Beethoven’s Second Symphony sounds strikingly optimistic, despite being composed during a time of existential crisis. As he wrote it, the composer confronted the onset of hearing loss, the greatest tragedy of his life.
In 1792, at the age of 22, Beethoven left his hometown of Bonn and moved to Vienna, where he would spend the rest of his life. The young artist soon felt at home in the Habsburg capital, and planned to establish himself there as an independent musician. It was a bold gamble. Barely two years after his move, he found himself without a steady income, as the Electoral Court in Bonn, where he had been employed, stopped paying him. Prince Lichnowsky supported Beethoven from the very beginning and provided him with temporary lodging, but it was not until 1809 that he received an annual pension from a triumvirate of high-ranking noble patrons (Archduke Rudolph, Prince Lobkowitz, and Prince Kinsky).
Beethoven intended to build his artistic career on two pillars: as a freelance composer and as a touring piano virtuoso. Around the turn of the century, however, he began to notice the first signs of an impending catastrophe. In the summer of 1801, Beethoven confided in two close friends about his struggle – he was losing his hearing. In addition to no longer being able to perceive certain frequencies, he was also plagued by a constant “buzzing and ringing day and night”, and loud noises in particular caused him physical pain. Being hard of hearing – for a musician, unthinkable: “For almost two years I have avoided all company because I find it impossible to say to people that I am deaf.”
Exactly when and how the affliction began remains unknown; at least initially, even close associates such as his pupil and colleague Carl Czerny and the conductor Ignaz von Seyfried noticed nothing amiss. Beethoven told one of his friends that his “hearing had grown steadily weaker over the past three years”, particularly in his left ear. The autopsy could not fully clarify the causes; however, the culprit was likely nerve atrophy, that is, the degeneration or death of the auditory nerves.
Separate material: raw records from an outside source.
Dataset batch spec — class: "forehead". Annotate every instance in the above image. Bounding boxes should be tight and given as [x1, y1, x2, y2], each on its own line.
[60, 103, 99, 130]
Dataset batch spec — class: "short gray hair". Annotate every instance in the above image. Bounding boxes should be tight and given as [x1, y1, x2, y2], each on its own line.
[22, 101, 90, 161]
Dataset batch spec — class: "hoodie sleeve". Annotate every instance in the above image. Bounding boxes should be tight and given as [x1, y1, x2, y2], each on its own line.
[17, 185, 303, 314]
At first, Beethoven tried to conceal his condition from those around him; only a select few were let in on the secret. His student Ferdinand Ries describes the period around 1802, when Beethoven completed his Second Symphony: “The onset of deafness was such a sensitive matter for him that one had to be very careful not to make him feel this deficiency by speaking more loudly. If he failed to understand something, he would usually attribute it to his absent-mindedness, which was, admittedly, a trait he possessed to a greater degree.” In the beginning, the hearing loss seems to have had little effect on Beethoven’s composing; however, he had to give up his career as a performer.
A decade later, Johann Wolfgang von Goethe noted that the composer’s “hearing was leaving him, which perhaps harms the musical part of his nature less than the social.” It was not until much later, in the works of his final years, that sonic harshness and an uncompromising treatment of voice leading became apparent. To attribute these qualities solely to his inability to hear would be an oversimplification. Already after 1800, Beethoven had indeed wanted to pursue a “different path” because, according to Czerny, he had been “only slightly satisfied” with his previous works; in the Piano Sonatas op. 31, composed around the same time as the Second Symphony, “the partial fulfilment of this decision” is evident.
When Beethoven finished the score of his Second Symphony, he almost immediately committed to paper the so-called “Heiligenstadt Testament,” a harrowing document – oscillating between despair and defiance – in which he described his situation with unflinching honesty. Free from the need to consider specific recipients, as in the aforementioned confessional letters, he admitted to having contemplated suicide: “What humiliation when someone stood beside me and heard a flute in the distance and I heard nothing, or someone heard a shepherd singing, and again I heard nothing; such incidents drove me almost to despair, a little more and I would have put an end to my life – it was only art that held me back; alas, it seemed impossible to me to leave the world before I had brought forth all that I felt was within me.”
Here a new guiding principle emerges – the overcoming of external adversity in the service of one’s predestined task as an artist. A decade later, he would formulate this maxim in his diary thus: “Resignation, the most profound resignation to your fate! Only this can provide the sacrifice required by your calling.”
Meanwhile, the illness progressed; at times it improved, at times it worsened, but overall it was a downward spiral. Burdensome treatments provided only temporary relief. In 1804, Beethoven could no longer hear the wind instruments during a rehearsal; in 1813, he asked Johann Nepomuk Mälzel (the inventor of the metronome) to make him a hearing trumpet and Johann Andreas Streicher to create funnel attachments for the piano. Around 1817, according to Czerny, Beethoven’s deafness became “so severe that he could no longer hear music at all”, and in 1818 he began communicating with visitors in writing, using the so-called conversation notebooks, in which his interlocutors recorded their side of the exchange. By 1824, he had completely lost his hearing. When applause erupted after the premiere of his Ninth Symphony, the contralto soloist Caroline Unger turned him toward the audience so that he could at least see their enthusiasm.